As usual, I received yesterday morning the "Last Week's Popular Topics (from WW2Aircraft.NET)" in my email box but I've a problem with the links of the different thread. All the links take me to another site: sendy.dgibs.com. which doesn't work...
Is it normal ?


----------



## Marcel (Apr 3, 2020)

le_steph40 said:


> Hello,
> 
> As usual, I received yesterday morning the "Last Week's Popular Topics (from WW2Aircraft.NET)" in my email box but I've a problem with the links of the different thread. All the links take me to another site: sendy.dgibs.com. which doesn't work...
> Is it normal ?


No, that should not be the case.


----------



## Gnomey (Apr 4, 2020)

Just checked mine and all the links take me to the site not the one you describe.


----------



## MiTasol (Apr 5, 2020)

le_steph40 said:


> Hello,
> 
> As usual, I received yesterday morning the "Last Week's Popular Topics (from WW2Aircraft.NET)" in my email box but I've a problem with the links of the different thread.
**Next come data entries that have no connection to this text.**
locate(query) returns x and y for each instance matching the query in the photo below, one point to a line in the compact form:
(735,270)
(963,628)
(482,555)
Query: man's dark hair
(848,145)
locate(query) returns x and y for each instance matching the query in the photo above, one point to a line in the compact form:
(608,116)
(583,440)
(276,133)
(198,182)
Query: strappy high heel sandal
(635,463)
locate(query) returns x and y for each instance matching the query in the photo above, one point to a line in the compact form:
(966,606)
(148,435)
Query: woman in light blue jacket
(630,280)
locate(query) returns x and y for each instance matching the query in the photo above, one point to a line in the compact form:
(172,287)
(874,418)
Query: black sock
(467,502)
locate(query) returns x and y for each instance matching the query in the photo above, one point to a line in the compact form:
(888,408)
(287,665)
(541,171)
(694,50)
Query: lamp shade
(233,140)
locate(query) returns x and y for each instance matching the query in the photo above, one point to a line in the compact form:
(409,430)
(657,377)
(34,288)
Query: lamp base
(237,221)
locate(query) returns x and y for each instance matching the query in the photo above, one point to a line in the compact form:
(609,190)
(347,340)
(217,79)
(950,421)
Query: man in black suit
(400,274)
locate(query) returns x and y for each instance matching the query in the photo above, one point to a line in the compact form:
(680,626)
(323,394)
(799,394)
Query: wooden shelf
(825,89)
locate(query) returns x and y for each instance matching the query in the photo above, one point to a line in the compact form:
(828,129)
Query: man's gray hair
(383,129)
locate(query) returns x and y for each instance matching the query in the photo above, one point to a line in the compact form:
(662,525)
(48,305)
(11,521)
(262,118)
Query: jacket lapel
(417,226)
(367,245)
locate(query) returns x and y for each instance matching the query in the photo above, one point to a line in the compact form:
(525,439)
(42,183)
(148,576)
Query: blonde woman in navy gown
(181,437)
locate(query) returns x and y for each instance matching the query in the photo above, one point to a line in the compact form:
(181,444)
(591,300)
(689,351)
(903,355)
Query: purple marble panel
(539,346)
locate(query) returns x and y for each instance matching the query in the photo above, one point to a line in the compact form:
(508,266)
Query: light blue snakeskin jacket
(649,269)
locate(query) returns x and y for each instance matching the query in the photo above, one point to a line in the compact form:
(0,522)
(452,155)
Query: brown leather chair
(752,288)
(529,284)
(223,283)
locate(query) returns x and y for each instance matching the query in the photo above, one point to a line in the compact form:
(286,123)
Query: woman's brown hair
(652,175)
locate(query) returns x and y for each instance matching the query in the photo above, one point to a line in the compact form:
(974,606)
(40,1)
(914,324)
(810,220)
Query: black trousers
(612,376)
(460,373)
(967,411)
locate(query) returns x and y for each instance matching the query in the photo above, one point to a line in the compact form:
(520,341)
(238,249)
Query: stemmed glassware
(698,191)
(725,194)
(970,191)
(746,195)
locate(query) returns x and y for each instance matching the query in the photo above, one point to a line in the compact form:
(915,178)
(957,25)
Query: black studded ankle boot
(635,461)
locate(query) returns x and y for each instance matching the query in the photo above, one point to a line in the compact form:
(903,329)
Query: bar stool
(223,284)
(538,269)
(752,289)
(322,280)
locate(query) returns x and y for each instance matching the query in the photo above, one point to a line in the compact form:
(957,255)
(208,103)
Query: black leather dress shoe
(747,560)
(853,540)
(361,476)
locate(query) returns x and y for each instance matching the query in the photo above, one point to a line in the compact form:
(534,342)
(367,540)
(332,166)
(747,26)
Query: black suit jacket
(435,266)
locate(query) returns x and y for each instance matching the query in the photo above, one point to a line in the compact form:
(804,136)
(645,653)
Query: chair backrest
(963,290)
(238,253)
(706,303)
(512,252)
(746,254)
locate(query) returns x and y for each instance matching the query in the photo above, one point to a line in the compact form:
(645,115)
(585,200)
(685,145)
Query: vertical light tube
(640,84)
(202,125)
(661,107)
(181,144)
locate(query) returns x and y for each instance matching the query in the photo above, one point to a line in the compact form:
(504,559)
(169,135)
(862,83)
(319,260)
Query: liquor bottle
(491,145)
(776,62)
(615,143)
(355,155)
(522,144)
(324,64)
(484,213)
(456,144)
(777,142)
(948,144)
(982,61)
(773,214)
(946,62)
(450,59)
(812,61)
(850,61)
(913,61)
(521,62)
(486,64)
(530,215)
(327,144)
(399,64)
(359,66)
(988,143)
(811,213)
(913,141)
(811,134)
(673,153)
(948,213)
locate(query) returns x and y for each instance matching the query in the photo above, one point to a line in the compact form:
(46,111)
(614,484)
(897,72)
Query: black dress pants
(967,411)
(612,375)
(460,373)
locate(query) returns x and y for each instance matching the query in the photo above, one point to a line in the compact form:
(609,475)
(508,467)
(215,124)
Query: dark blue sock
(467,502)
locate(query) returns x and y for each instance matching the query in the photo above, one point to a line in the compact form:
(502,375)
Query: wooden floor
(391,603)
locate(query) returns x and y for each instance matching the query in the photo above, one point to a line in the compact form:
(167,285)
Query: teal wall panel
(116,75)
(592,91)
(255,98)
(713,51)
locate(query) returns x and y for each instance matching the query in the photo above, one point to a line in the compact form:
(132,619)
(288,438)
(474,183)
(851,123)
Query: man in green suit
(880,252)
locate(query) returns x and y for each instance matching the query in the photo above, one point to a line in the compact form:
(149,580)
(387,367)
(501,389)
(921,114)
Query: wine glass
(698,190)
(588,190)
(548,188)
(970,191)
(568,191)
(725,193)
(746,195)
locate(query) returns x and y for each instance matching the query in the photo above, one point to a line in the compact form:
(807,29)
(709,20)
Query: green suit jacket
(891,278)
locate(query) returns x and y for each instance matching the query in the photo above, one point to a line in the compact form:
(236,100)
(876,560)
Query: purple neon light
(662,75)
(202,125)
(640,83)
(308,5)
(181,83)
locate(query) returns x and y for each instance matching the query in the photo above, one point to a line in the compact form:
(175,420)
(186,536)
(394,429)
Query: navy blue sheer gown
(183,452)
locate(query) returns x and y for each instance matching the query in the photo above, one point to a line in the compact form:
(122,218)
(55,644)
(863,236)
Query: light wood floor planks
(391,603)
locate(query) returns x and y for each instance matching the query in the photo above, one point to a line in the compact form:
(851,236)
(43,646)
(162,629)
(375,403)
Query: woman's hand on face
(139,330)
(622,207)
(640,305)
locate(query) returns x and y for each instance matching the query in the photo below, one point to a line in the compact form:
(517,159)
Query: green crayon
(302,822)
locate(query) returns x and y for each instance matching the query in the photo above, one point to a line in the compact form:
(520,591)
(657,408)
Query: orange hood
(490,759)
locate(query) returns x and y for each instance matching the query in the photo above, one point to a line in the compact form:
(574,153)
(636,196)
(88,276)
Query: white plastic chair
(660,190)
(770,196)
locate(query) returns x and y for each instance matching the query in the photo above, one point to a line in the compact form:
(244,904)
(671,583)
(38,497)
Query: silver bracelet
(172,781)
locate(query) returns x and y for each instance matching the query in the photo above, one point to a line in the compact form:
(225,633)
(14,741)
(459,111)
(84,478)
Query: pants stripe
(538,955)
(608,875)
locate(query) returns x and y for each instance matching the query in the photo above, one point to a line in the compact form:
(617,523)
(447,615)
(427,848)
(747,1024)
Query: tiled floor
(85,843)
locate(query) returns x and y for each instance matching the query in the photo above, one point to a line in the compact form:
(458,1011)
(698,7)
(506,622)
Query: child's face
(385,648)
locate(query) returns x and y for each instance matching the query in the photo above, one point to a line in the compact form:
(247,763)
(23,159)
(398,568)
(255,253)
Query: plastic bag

All the links take me to another site: sendy.dgibs.com. which doesn't work...
> Is it normal ?



I had the same problem when the post came in but next morning it was fine.


----------



## le_steph40 (Apr 5, 2020)

MiTasol said:


> I had the same problem when the post came in but next morning it was fine.


Thanks for the information.
I didn't try again the next day, when in doubt, I deleted the message when I had this problem.


----------